The answer: ask your friendly local Data Scientist, and hook them up with a team of excited, seasoned SEO experts to analyse the results. Let’s get into it.

How we tackled the challenge

As always at Jaywing, we started by interrogating the data. Our Data Science and SEO teams paired up to analyse over 38k keywords and 200k AI prompts to determine just how organic search rankings influence citation frequency and position in AI-generated results.

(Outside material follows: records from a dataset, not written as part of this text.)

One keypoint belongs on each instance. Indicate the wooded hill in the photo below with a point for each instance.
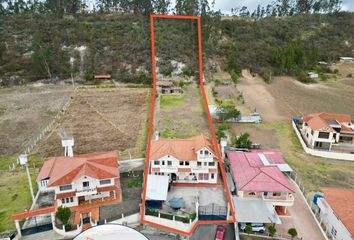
(42, 46)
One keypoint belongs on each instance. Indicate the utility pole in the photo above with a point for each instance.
(23, 161)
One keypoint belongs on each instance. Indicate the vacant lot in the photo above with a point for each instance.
(103, 120)
(24, 113)
(182, 116)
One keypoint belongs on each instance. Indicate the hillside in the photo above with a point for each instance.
(35, 47)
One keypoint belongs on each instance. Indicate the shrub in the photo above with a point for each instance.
(292, 232)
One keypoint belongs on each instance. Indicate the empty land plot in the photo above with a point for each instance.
(103, 120)
(182, 116)
(24, 113)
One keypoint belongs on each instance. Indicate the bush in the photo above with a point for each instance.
(63, 214)
(292, 232)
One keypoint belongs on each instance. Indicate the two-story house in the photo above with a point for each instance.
(325, 130)
(190, 160)
(81, 179)
(258, 175)
(336, 210)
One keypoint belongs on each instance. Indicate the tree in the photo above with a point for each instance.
(292, 232)
(272, 230)
(243, 141)
(63, 214)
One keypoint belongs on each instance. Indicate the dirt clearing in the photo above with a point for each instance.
(103, 120)
(24, 113)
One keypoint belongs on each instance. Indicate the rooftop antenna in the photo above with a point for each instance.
(67, 142)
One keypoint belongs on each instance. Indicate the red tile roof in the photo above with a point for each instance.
(251, 175)
(102, 76)
(65, 170)
(341, 200)
(182, 149)
(317, 121)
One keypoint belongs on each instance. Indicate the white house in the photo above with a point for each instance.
(81, 179)
(337, 212)
(190, 160)
(325, 130)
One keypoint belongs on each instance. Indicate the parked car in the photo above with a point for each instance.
(256, 227)
(220, 232)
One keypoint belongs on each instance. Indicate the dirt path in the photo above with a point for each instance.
(257, 97)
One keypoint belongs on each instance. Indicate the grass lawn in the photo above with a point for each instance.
(15, 195)
(169, 103)
(315, 172)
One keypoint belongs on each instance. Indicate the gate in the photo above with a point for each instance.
(36, 229)
(212, 212)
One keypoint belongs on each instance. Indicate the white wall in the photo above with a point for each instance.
(332, 222)
(319, 153)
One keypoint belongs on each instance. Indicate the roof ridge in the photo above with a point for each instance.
(276, 179)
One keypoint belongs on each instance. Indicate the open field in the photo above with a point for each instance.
(24, 113)
(102, 120)
(182, 116)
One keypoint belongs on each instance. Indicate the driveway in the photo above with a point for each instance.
(300, 218)
(207, 232)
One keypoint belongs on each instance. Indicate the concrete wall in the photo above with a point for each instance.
(318, 153)
(332, 222)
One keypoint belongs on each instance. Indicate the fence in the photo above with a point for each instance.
(313, 208)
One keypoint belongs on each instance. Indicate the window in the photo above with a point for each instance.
(333, 232)
(105, 181)
(323, 135)
(65, 187)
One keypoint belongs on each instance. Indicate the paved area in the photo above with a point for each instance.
(207, 232)
(300, 218)
(206, 195)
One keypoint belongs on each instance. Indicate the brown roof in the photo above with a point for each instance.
(65, 170)
(341, 200)
(182, 149)
(317, 121)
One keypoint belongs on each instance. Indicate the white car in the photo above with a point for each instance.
(256, 227)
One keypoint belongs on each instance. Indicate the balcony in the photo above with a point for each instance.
(282, 200)
(86, 191)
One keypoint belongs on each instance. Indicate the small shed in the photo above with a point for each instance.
(312, 74)
(346, 59)
(156, 190)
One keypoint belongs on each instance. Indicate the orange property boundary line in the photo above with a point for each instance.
(152, 17)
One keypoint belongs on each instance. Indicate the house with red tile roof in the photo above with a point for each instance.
(326, 131)
(336, 210)
(81, 179)
(189, 160)
(257, 175)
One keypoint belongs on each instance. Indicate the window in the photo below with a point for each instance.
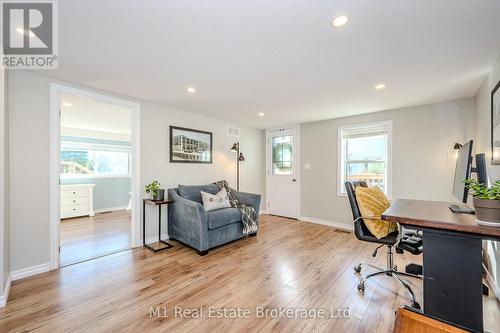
(365, 155)
(282, 155)
(94, 160)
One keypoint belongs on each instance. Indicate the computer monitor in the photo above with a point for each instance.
(462, 172)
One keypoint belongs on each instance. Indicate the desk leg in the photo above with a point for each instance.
(143, 223)
(159, 223)
(453, 279)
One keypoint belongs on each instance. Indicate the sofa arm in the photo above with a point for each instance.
(187, 221)
(248, 199)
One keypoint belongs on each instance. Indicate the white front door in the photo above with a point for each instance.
(282, 172)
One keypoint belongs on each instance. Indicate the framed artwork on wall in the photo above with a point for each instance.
(495, 125)
(190, 146)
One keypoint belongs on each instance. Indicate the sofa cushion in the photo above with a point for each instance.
(221, 217)
(192, 192)
(215, 201)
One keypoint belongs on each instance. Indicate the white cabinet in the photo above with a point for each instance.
(77, 200)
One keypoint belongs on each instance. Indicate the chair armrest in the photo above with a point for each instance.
(187, 221)
(248, 199)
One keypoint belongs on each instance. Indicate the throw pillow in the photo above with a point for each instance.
(372, 203)
(215, 201)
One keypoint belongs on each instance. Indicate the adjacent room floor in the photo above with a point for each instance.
(290, 264)
(84, 238)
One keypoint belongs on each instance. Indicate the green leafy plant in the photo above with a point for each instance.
(482, 191)
(153, 188)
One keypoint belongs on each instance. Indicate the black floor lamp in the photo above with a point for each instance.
(239, 158)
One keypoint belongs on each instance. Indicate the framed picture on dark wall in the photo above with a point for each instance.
(495, 125)
(190, 146)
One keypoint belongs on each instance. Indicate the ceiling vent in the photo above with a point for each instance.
(233, 131)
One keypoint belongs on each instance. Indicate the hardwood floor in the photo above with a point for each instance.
(84, 238)
(290, 264)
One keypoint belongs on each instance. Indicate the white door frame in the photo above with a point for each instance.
(55, 91)
(268, 163)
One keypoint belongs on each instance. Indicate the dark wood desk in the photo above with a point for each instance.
(452, 259)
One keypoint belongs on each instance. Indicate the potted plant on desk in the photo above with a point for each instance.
(157, 193)
(486, 202)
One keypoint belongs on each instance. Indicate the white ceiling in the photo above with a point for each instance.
(90, 115)
(281, 57)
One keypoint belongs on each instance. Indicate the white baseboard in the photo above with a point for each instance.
(153, 239)
(336, 225)
(111, 209)
(491, 283)
(29, 271)
(6, 290)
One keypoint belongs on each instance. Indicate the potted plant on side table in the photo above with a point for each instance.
(486, 202)
(157, 193)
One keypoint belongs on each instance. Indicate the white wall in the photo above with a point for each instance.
(4, 226)
(423, 164)
(483, 145)
(29, 103)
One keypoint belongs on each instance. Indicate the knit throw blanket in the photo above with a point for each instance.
(248, 214)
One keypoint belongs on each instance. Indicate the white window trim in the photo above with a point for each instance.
(340, 167)
(92, 176)
(70, 145)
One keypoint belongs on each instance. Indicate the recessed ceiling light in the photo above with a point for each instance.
(24, 32)
(340, 20)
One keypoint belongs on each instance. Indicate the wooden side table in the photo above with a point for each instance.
(158, 203)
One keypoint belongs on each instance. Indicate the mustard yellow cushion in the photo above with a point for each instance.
(372, 203)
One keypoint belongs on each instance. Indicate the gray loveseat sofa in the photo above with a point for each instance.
(191, 224)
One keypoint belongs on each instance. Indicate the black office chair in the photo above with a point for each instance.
(391, 240)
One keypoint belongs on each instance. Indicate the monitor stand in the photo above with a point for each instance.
(461, 209)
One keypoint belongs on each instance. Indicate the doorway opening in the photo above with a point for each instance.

All this to futureproof our clients’ SEO strategies – without falling victim to the hype.

Check out our research paper for full insights on how SEO performance is already shaping AI visibility or keep reading for a sneak preview, with some strategic ‘GEO’ optimisation tips included for good measure.

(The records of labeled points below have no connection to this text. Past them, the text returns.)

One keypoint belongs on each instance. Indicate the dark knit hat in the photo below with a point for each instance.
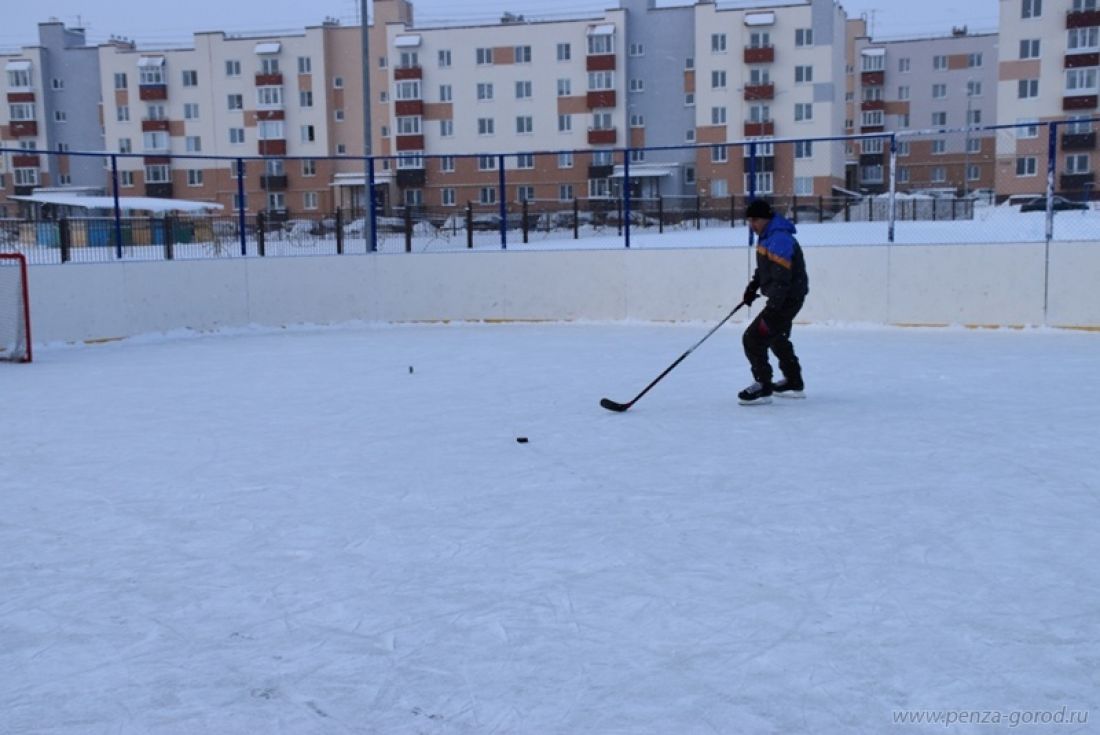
(758, 208)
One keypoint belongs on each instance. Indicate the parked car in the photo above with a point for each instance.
(1059, 204)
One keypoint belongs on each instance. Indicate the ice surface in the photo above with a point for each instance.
(287, 531)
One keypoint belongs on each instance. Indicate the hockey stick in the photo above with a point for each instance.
(619, 407)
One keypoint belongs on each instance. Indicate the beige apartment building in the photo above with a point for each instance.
(1049, 56)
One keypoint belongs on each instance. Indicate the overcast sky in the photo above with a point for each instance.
(150, 23)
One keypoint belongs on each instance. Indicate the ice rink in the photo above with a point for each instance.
(290, 531)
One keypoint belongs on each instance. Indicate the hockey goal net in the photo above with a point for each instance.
(14, 309)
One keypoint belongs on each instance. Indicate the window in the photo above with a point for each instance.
(1077, 163)
(157, 174)
(601, 80)
(268, 97)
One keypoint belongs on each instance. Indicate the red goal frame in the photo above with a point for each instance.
(25, 297)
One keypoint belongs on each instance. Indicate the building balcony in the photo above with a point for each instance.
(411, 177)
(24, 129)
(410, 142)
(1082, 19)
(408, 73)
(268, 79)
(872, 78)
(1078, 141)
(602, 135)
(600, 63)
(759, 91)
(1079, 102)
(163, 190)
(762, 55)
(759, 129)
(1077, 182)
(273, 147)
(407, 108)
(1078, 61)
(153, 92)
(273, 182)
(601, 99)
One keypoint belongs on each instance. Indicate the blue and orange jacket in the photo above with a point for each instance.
(781, 270)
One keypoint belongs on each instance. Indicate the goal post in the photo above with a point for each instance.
(14, 309)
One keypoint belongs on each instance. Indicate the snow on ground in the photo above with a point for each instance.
(288, 531)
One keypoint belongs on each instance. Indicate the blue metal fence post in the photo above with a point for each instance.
(503, 203)
(241, 205)
(371, 208)
(118, 208)
(626, 196)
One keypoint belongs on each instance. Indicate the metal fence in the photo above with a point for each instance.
(980, 184)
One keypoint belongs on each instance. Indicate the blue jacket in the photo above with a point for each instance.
(781, 270)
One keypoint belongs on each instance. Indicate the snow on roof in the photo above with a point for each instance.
(143, 204)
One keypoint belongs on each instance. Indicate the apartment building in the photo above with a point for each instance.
(1048, 72)
(51, 103)
(917, 86)
(762, 74)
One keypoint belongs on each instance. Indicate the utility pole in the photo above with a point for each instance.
(367, 194)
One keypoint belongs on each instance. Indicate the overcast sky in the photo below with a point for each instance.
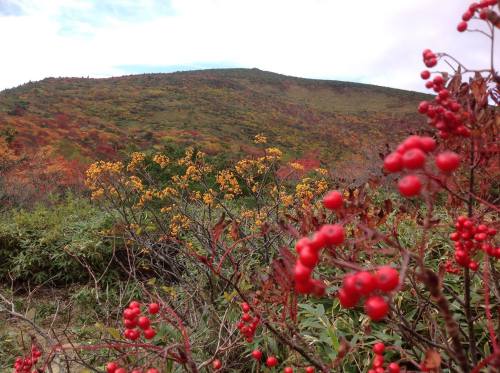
(368, 41)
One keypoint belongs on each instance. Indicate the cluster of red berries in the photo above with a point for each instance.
(411, 154)
(444, 113)
(271, 361)
(309, 249)
(364, 283)
(480, 7)
(290, 370)
(24, 365)
(378, 361)
(430, 60)
(115, 368)
(134, 322)
(469, 238)
(248, 323)
(450, 267)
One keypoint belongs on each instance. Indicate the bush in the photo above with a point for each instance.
(34, 244)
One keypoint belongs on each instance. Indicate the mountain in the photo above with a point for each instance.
(342, 125)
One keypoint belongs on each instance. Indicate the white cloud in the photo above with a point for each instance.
(372, 42)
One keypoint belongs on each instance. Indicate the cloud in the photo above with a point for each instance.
(365, 41)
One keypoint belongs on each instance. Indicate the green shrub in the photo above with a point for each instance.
(34, 244)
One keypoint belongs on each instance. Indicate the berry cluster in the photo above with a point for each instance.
(378, 361)
(364, 283)
(115, 368)
(430, 60)
(134, 322)
(24, 365)
(481, 7)
(469, 238)
(309, 249)
(271, 361)
(411, 154)
(248, 323)
(444, 113)
(290, 370)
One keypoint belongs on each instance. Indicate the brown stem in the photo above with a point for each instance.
(431, 281)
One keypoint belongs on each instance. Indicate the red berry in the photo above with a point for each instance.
(153, 308)
(143, 322)
(379, 348)
(136, 311)
(378, 362)
(246, 317)
(346, 299)
(309, 257)
(473, 265)
(303, 242)
(426, 52)
(393, 368)
(467, 16)
(428, 144)
(410, 186)
(333, 234)
(301, 272)
(387, 278)
(447, 161)
(149, 333)
(333, 200)
(134, 304)
(216, 364)
(364, 282)
(376, 307)
(111, 367)
(129, 313)
(423, 107)
(413, 159)
(245, 307)
(271, 361)
(393, 162)
(257, 354)
(431, 62)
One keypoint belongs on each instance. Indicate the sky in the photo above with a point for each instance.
(367, 41)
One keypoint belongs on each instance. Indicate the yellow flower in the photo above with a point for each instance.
(296, 166)
(260, 139)
(136, 159)
(161, 160)
(208, 198)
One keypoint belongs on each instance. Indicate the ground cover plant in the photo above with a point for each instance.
(267, 266)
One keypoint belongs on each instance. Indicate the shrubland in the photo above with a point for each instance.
(262, 265)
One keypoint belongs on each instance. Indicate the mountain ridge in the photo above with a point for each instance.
(336, 123)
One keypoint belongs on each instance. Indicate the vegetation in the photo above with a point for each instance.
(190, 260)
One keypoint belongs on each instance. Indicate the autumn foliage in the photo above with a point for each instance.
(268, 265)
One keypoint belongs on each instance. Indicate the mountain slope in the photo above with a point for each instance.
(341, 124)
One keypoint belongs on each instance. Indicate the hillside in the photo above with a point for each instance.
(341, 124)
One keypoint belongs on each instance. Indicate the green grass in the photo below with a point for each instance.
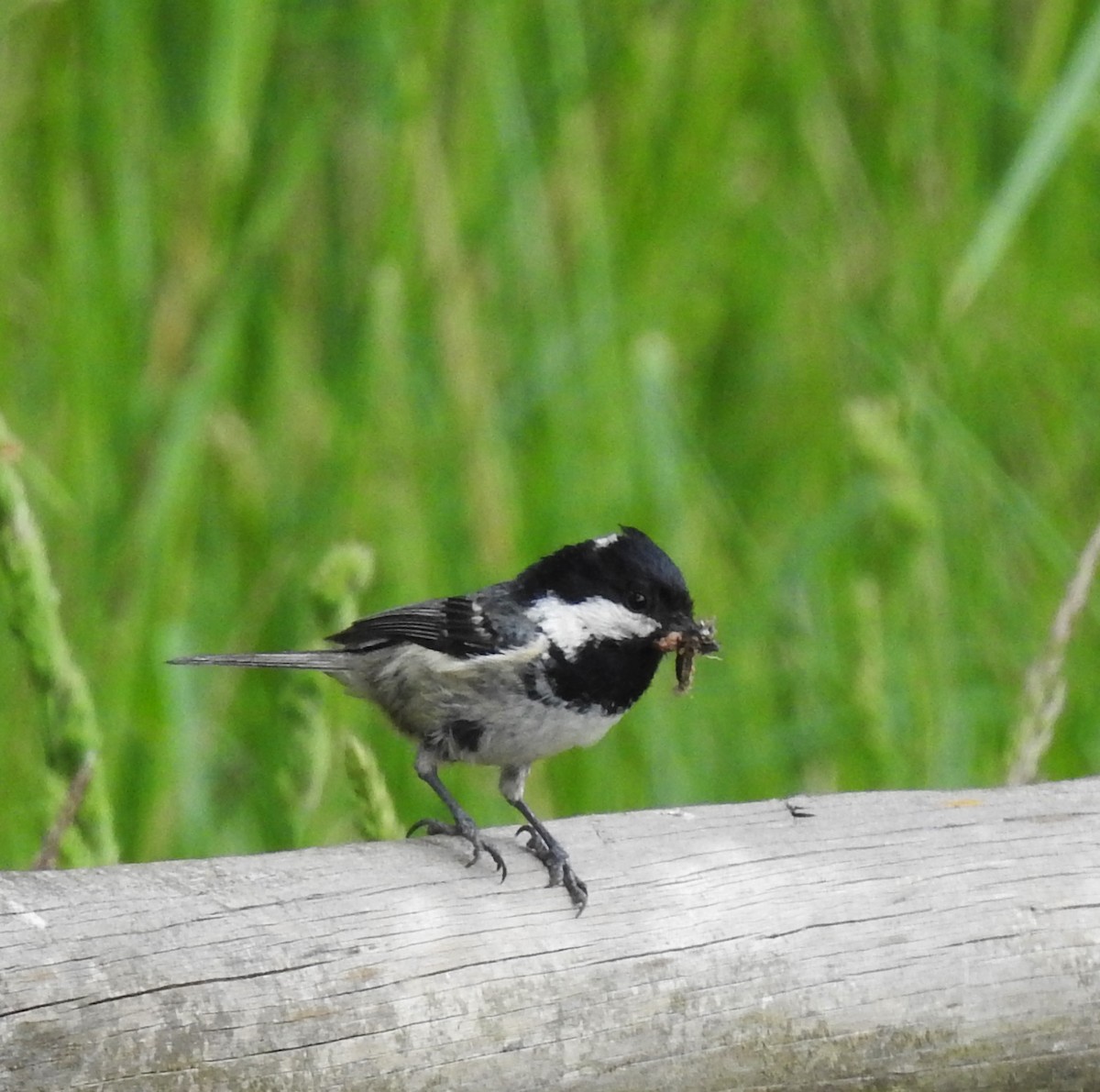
(806, 290)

If you want more expertise straight from the horse’s mouth, sign up for our webinar: Adapting for LLMs: How our research is driving client strategy on Thursday 4th December 2025 – 1.00pm - 1.45pm, where we dig into the detail on AI citations and how data-driven optimisation can keep your brand visible and relevant in this (relatively) new space, and keep your performance measurable.

SEO Still Matters - But the Rules Are Changing

Our study revealed a strong connection between organic search performance and visibility in AI-generated results:

But we also found some surprising exceptions to the rule, confirming that top performance in traditional search doesn’t automatically translate to equal prominence in generative search. While strong rankings certainly influence AI visibility, many brands that dominate page one of Google are underrepresented in AI answers - a signal that LLMs weigh context, authority and content clarity in ways that extend beyond traditional ranking factors.

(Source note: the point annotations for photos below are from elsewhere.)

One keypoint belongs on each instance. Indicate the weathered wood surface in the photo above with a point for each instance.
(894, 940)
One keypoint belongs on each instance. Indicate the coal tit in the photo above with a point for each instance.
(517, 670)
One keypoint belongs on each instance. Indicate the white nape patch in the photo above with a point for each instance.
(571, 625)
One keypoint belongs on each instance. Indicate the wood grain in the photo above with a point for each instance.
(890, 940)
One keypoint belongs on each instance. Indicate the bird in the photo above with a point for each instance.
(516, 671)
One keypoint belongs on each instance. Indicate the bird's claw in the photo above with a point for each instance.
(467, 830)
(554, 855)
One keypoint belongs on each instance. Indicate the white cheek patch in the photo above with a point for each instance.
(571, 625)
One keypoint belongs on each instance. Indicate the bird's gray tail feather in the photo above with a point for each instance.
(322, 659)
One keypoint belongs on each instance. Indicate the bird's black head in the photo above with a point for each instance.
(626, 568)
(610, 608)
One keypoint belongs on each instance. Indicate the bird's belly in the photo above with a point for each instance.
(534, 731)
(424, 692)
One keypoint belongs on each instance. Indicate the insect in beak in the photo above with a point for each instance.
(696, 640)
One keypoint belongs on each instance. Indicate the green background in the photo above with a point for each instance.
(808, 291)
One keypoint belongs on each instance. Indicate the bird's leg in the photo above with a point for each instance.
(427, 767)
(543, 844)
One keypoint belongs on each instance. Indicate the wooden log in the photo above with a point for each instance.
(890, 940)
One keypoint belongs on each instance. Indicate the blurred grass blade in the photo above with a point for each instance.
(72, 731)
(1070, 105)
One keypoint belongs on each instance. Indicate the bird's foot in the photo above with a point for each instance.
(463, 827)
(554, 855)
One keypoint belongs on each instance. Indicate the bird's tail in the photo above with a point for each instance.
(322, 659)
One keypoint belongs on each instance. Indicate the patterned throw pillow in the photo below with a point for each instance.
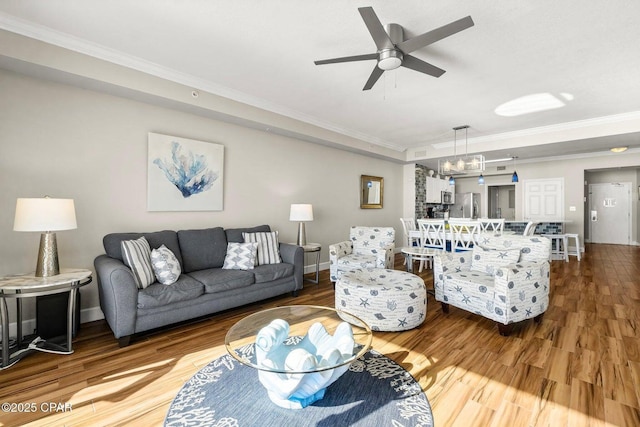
(240, 256)
(488, 260)
(268, 248)
(165, 265)
(137, 256)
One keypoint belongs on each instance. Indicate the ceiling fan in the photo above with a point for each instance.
(393, 49)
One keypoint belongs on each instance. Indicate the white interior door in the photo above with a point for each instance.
(610, 213)
(544, 199)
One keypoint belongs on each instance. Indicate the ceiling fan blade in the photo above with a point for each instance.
(419, 65)
(433, 36)
(380, 36)
(373, 78)
(347, 59)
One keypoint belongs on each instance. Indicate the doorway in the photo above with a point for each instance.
(610, 213)
(501, 202)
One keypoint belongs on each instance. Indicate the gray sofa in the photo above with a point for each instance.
(203, 288)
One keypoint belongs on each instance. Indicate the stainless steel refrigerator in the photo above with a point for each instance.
(467, 205)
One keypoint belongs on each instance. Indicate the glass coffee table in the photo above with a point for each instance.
(298, 350)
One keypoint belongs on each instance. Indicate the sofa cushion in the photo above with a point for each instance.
(235, 234)
(137, 256)
(268, 246)
(165, 265)
(240, 256)
(156, 239)
(219, 280)
(202, 249)
(487, 260)
(268, 272)
(158, 295)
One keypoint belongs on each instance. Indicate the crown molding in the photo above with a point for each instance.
(67, 41)
(544, 130)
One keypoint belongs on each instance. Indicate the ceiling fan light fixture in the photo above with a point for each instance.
(390, 59)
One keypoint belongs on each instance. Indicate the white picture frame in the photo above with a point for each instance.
(184, 174)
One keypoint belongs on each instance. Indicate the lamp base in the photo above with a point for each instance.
(47, 256)
(302, 235)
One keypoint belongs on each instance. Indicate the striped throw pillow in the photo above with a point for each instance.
(268, 248)
(137, 256)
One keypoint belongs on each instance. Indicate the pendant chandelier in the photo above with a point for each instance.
(464, 164)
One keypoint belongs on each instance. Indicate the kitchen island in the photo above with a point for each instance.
(546, 227)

In fact, there was enough deviation to prove that this is a new optimisation frontier.

How Our Approach to Optimisation Is Evolving for the Age of AI Search

We all know how traditional search engines work: they retrieve and surface content that already exists, ranked by perceived quality and relevance to the user’s query. LLMs on the other hand interpret and reconstruct content to generate new answers, using signals of relevance, accuracy, and context from trusted sources to craft original answers that feel personalised and credible to the user.

In terms of tactics then, traditional SEO focuses on optimising for specific queries and onsite user experience, while GEO involves optimising for topics and long-tail prompts that LLMs can use within their systems and generative content.

Our approach to the latter fuses our expertise in data science and search strategy to help brands remain discoverable as the boundaries between ‘search’ and ‘recommendation’ blur. By merging proven SEO strategy with data-led tactics shown to improve visibility in AI models, we’re adapting our approach to meet the changing landscape:

Moving towards a topical approach to content building

ensuring every piece of content strengthens authority around a topic, not just a target keyword, relying less on volume led-optimisation.

Analysing how content structure, trust signals, and user experience influence citation probability

helping us identify the attributes that increase a brand’s likelihood of being referenced within AI-generated results.

Optimising metadata, schema, and language clarity

with semantic understanding to improve how content is interpreted between algorithmic and generative retrieval models.

Incorporating multi-modal signals

integrating imagery, video, and engagement metrics into our optimisation strategy to strengthen perceived authority within AI and search ecosystems.

Connecting on-site and off-site presence

ensuring that brand mentions, PR coverage, and social visibility reinforce credibility and context across the wider web.

Evolving our measurement framework

developing a proprietary approach that integrates external intelligence and our own analytics to measure how brands are cited, surfaced and prioritised across multiple generative search environments.